- Eligibility: 3 unsuccessful repairs or 20 calendar days out of service within shorter of 2 years or 18,000 miles.
- Resolution Attempt: Certified mail notice, return receipt requested to manufacturer who has 10 days to repair.
- State has certified guidelines for arbitration. Law specifically applies to leased vehicles.
Whether you’re on your way to your summer getaway spot at the Jersey Shore, or simply heading to work, nothing is more inconvenient than an unreliable vehicle that leaves you stranded on the Garden State Parkway. If your car is constantly in the shop for the same problem, you may have a lemon.
I inquired further about New Jersey’s lemon laws, and the Attorney General’s office offered me more information.

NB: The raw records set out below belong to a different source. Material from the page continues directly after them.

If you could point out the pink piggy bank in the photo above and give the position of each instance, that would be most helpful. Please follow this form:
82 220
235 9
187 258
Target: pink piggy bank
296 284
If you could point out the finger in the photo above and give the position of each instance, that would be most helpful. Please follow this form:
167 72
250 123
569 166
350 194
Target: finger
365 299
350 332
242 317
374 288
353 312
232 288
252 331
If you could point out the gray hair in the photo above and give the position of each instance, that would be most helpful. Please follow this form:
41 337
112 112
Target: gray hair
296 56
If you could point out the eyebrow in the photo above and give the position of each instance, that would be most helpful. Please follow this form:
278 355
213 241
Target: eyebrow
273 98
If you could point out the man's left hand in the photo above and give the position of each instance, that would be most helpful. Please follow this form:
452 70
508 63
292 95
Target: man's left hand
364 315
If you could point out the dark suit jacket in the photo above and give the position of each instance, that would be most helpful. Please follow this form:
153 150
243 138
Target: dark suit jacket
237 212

An advisor within the office explained that in order for a vehicle to be classified as a lemon it must have a defect that exists after the final repair attempt, and that said defect substantially impairs the use, value, or safety of the vehicle.

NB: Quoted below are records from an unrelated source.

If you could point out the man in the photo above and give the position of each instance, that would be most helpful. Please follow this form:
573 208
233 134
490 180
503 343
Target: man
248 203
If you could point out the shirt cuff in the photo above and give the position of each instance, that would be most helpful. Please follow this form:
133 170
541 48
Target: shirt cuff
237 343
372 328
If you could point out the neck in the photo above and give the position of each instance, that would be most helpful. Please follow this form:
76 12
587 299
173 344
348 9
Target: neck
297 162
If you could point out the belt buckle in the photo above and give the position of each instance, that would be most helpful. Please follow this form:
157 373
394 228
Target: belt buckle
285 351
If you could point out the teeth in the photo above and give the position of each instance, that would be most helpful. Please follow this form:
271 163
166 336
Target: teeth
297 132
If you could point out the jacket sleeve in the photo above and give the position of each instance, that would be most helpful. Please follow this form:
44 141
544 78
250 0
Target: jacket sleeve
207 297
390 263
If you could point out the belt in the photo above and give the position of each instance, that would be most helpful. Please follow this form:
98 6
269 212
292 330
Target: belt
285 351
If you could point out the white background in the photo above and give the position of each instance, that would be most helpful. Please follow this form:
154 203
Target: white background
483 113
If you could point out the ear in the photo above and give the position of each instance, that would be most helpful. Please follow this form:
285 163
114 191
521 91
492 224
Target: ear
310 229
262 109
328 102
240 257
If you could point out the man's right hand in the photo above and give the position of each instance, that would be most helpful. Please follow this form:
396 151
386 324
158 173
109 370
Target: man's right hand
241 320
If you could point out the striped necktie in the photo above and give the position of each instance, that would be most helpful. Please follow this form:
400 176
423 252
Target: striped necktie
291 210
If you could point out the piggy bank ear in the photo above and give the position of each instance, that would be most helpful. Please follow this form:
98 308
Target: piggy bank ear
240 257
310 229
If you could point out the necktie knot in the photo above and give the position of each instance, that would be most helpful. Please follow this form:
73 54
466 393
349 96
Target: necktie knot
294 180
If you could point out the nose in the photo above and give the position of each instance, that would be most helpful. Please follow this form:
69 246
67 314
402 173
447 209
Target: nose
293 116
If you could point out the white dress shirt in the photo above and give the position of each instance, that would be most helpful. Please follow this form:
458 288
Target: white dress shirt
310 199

The advisor added that there are different laws in place to help rectify cases for not only new cars, but also used cars as well.

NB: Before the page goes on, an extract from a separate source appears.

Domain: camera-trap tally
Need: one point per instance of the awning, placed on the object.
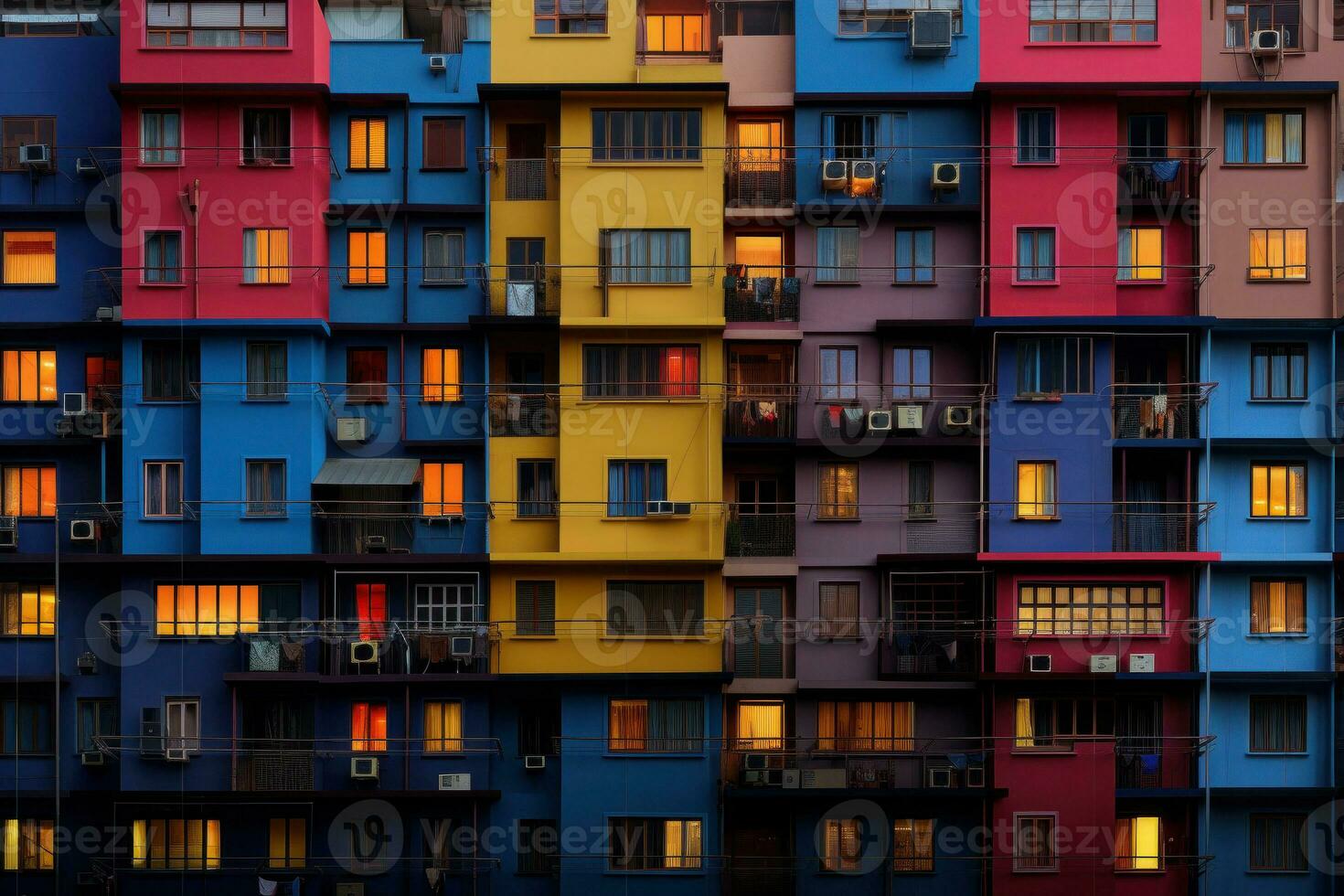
(368, 470)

“The Used Car Lemon Law and the Motorized Wheelchair Lemon Law were both enacted in 1996,” he said. “Since the LLU was established, a combined total of over $53 million has been returned to consumers in the form of refunds, replacement vehicles, and repairs through hearings and informal settlements.”
While the advisor said that an attorney is not required, if you plan on going to court it’s wise to come knowledgeable and to have done your homework about the subject.
“Be prepared,” he said. “The defect must be substantial if you hope to win.”